I let him lead, and we walk along the borders of the Quad, past the Mary Graydon Center. I remember meeting there once a week for the Young Democrats of America. Not that I was a Democrat, or, for that matter, a Republican. I joined for the same reason most college guys would join something: because there was a hot girl in the group. I chased after Cassandra Richley for over two years. It was worth the wait.

“Yalta was a time of great uncertainty,” says Andrei. He’s referring to the Yalta Conference, where Stalin, Roosevelt, and Churchill gathered to divvy up the spoils after the Nazis went down in flames. “Of course, you have studied this.”

“Of course.”

“Stalin was truly dealing from a position of strength. He was already occupying many of the countries he wanted to enclose in the Soviet bloc, and he had twice the troops of the Allies. Still, he didn’t know if he had Roosevelt’s trust. He was rather sure he didn’t have Churchill’s. He was looking for leverage in the negotiations.”
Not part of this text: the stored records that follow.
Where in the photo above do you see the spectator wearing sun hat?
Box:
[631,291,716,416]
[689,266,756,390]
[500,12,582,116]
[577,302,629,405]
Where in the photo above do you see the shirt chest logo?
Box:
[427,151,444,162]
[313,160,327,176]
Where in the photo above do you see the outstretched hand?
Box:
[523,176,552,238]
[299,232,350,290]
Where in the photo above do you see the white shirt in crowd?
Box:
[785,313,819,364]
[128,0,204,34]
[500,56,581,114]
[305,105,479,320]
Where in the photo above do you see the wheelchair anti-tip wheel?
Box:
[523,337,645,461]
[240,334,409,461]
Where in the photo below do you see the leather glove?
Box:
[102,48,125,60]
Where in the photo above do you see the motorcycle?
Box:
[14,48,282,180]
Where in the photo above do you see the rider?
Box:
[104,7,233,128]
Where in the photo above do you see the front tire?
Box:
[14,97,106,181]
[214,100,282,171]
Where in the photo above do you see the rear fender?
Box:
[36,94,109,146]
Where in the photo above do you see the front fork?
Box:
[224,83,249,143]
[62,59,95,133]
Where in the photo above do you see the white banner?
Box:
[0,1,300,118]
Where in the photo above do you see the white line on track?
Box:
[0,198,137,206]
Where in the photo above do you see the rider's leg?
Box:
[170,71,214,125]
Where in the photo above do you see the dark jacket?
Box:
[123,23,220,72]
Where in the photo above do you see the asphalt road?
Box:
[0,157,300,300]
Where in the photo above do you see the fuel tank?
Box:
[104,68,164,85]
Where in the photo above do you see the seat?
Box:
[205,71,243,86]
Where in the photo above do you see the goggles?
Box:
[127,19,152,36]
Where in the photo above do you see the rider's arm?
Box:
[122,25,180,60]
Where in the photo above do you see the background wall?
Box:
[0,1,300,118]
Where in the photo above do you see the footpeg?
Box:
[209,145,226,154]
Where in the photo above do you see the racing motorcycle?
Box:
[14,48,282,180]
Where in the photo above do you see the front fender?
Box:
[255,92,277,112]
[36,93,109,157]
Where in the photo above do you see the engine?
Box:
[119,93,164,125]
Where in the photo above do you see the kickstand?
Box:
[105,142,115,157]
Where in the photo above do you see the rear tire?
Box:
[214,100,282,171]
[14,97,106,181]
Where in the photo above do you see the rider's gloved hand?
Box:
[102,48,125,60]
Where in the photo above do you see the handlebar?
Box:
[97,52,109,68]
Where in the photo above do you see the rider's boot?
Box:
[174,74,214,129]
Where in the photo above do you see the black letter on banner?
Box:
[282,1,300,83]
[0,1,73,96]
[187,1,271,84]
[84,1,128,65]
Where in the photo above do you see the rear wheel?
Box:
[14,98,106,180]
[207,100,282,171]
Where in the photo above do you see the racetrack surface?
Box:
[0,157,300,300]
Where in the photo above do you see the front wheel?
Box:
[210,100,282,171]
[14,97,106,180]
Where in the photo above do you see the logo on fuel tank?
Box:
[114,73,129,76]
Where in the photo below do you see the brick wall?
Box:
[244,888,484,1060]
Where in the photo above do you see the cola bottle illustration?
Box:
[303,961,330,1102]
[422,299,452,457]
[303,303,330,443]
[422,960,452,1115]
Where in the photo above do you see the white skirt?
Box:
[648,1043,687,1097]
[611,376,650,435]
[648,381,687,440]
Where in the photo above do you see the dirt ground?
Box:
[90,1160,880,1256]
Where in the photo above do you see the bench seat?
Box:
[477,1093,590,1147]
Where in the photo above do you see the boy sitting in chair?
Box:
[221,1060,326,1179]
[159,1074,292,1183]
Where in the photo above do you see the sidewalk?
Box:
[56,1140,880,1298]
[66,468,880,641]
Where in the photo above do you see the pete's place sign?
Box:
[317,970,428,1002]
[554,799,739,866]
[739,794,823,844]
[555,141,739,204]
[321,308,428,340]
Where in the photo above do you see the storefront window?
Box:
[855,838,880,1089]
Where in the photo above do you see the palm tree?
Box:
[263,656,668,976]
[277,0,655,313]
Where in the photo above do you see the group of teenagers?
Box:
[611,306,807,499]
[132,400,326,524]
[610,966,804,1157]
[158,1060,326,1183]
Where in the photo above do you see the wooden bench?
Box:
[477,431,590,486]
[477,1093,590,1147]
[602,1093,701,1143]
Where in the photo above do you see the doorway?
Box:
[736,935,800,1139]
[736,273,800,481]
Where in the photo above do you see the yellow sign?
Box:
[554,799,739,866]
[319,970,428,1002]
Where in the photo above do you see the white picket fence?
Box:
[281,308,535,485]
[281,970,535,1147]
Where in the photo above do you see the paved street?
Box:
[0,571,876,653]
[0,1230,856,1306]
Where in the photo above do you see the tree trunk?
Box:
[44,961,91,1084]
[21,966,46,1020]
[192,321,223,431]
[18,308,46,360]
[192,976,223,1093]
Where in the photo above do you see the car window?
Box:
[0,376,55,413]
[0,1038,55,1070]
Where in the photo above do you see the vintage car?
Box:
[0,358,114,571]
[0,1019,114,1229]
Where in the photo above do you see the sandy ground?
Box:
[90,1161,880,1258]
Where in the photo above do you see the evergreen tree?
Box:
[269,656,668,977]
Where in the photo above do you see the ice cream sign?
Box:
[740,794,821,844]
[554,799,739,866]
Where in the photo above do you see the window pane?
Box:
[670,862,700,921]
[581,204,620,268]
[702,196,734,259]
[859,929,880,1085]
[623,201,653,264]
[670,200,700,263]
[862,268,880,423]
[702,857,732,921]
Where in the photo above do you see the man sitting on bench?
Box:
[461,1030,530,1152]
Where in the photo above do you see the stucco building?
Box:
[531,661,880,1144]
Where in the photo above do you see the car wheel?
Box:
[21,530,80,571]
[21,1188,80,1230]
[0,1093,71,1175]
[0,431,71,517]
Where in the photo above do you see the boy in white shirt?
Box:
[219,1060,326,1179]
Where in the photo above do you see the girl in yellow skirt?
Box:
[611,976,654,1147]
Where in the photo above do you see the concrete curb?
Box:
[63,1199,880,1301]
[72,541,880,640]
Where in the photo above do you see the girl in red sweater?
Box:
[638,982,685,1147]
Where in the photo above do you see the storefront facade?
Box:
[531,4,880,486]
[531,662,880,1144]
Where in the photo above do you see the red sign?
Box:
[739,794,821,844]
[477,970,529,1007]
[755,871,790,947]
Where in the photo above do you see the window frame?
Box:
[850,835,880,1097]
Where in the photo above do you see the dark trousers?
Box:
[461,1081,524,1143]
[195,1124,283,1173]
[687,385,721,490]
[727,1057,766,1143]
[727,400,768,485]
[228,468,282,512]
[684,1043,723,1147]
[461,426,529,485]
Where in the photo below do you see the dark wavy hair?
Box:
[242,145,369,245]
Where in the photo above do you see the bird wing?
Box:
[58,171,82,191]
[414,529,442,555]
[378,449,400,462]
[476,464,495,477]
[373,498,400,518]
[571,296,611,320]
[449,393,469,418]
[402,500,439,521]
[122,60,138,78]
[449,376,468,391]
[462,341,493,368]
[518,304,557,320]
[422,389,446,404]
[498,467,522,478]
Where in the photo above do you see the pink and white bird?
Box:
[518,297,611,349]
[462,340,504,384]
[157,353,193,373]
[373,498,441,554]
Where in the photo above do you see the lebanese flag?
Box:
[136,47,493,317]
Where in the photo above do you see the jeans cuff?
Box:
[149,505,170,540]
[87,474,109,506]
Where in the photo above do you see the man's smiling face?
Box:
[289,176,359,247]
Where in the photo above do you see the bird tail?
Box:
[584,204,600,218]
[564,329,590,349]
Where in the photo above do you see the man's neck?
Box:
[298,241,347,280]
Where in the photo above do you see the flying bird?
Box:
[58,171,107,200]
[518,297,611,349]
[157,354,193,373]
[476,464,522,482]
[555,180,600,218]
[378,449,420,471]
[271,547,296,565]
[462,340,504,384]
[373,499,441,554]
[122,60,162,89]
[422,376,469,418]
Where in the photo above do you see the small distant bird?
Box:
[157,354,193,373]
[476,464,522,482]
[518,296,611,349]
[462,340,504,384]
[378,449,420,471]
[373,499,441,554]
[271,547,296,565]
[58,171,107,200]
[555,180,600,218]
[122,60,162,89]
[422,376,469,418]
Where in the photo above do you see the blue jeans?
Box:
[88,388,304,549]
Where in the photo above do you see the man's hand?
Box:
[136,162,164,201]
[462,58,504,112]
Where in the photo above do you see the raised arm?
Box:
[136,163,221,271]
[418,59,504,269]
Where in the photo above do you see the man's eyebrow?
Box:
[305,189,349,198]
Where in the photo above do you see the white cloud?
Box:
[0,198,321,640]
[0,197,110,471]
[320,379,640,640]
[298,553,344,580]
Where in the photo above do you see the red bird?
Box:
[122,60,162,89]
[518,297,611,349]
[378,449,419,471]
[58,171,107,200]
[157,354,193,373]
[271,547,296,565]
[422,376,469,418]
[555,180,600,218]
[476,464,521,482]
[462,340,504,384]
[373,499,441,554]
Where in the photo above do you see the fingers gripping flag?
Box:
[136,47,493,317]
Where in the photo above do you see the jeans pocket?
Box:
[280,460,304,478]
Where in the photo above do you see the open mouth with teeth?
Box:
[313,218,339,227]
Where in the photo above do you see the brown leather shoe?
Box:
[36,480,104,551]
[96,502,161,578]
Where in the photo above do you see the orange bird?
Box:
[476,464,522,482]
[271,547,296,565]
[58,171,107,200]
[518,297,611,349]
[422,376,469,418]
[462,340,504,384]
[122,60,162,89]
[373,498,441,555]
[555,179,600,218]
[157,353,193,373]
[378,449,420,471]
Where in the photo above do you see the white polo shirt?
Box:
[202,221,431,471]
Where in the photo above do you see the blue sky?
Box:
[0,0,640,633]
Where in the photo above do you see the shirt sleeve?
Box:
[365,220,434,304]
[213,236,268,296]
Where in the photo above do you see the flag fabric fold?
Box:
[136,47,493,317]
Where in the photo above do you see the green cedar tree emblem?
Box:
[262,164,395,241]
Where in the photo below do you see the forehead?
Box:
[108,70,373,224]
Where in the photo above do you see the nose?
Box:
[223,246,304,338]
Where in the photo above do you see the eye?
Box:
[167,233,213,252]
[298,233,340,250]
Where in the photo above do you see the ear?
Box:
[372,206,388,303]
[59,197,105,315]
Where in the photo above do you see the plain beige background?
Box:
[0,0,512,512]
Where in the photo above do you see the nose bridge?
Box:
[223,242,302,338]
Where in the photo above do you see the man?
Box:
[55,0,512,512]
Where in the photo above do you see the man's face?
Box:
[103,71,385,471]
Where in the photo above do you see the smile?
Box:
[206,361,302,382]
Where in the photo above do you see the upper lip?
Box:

I stop in my tracks. Andrei doesn’t seem to notice at first, but then he stops as well and faces me.

“What are you telling me, Andrei?” I say. “Operation Delano was an attempt to gain leverage on FDR?”

Andrei’s heavy, tired eyes rise up to mine.

“None of this has been verified,” he says. “There is only talk.”

“Then tell me about the talk, Andrei.”

Andrei breaks eye contact with me and stares off in the distance, as I recall him often doing. Back then he conveyed quiet strength—shoulders back, a broad chest, a defiant chin. Now he is frail, his shoulders curled inward, a stoop to his posture, his skin heavy and ill-fitting on his weathered face, only wisps of white hair covering his head. But those eyes, that glassy stare, haven’t changed. Probably no one will ever know what is contained in that stare. Memories, I assume. Memories of things best forgotten.

“The talk,” he says, “is that Operation Delano was the Soviets’ attempt to blackmail the president of the United States.”